Teníamos el viento de poniente, un terral manejable, según Arnau. Al avanzar la mañana, el cielo quedó claro, blanquecino. La costa parecía de cristal. A medida que subía el sol, el viento crecía en violencia; las olas, furiosas, se coronaban de espuma y nos mostraban sus oquedades moradas.

La pacífica matrona del Mediterráneo se había encolerizado y tronaba amenazadora e iracunda, con sus ojos verdes, olvidada de su calma y de su manto de azul.

El mal tiempo y la presencia de las furias de la casa del Negre me hicieron pensar en si, como Eneas y sus compañeros, arrojados a las Estrófades, iríamos también nosotros a sucumbir en los peñascos de la costa y a ser víctimas de las arpías.

Como me sucedía siempre a la hora de estar en el mar, empecé a padecer el mareo, lo que contribuyó a que el capitán me manifestara su desdén.

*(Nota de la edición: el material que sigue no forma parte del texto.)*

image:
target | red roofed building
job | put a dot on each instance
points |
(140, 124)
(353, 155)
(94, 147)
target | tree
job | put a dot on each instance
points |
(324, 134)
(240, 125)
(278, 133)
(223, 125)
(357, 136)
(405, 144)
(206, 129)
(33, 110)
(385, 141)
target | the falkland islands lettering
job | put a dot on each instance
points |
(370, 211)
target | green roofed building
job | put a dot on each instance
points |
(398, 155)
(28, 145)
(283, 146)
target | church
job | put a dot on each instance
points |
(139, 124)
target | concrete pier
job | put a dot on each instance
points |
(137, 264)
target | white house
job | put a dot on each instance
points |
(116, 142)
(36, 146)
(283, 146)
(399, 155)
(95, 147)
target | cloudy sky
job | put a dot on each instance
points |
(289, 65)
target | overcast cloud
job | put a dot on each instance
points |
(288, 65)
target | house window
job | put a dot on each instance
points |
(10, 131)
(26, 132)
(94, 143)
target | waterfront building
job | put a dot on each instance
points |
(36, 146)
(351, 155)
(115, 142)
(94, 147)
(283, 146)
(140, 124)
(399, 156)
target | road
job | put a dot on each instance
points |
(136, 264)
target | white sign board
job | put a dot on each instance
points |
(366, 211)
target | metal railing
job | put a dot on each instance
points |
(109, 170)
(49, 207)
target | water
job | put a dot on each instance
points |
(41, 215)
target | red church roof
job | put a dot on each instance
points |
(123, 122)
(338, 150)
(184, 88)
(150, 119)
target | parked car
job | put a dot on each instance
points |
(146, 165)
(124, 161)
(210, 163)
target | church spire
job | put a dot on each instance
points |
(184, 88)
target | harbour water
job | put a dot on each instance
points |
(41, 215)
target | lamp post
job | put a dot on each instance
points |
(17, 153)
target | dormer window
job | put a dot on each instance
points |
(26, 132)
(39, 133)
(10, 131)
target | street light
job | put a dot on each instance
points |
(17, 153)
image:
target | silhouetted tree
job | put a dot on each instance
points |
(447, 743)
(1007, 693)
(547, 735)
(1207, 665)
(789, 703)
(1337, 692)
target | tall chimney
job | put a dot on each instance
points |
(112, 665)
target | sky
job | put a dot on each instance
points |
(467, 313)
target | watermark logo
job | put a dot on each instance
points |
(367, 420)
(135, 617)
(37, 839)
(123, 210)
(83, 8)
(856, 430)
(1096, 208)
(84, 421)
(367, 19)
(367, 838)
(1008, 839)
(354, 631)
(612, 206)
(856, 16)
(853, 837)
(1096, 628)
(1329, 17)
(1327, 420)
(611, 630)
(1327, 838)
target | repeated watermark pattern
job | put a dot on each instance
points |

Afortunadamente para mi crédito, al pasar a la altura del cabo Gros se marearon también Secret y alguno de los muchachos de Reus, lo que hizo torcer el gesto de una manera desdeñosa a nuestro Palinuro.

Pasamos al mediodía la punta de San Cristóbal y tomamos la costa de Garraf. Como el viento había crecido en furia a medida que subía el sol en el horizonte, ahora que descendía bajaban las ráfagas de aire en intensidad.

El cocinero sacó la gran cazuela de arroz, unos porrones de hoja de lata, y nos sentamos todos alrededor de la comida. El capitán invitó a las tres furias y al Caragolet a que comieran con nosotros.

La Nas, la Escombra y el Mussol se excusaron y dieron las gracias; habían comido ya. El Caragolet se acercó. Las tres furias, sentadas cerca de la borda, mascaban un mendrugo de pan, sin querer mirar a la gente, como si sintieran repugnancia por todo el mundo.

Comimos el arroz, que estaba excesivamente sabroso.

—¿Qué, está bueno?—preguntó el cocinero.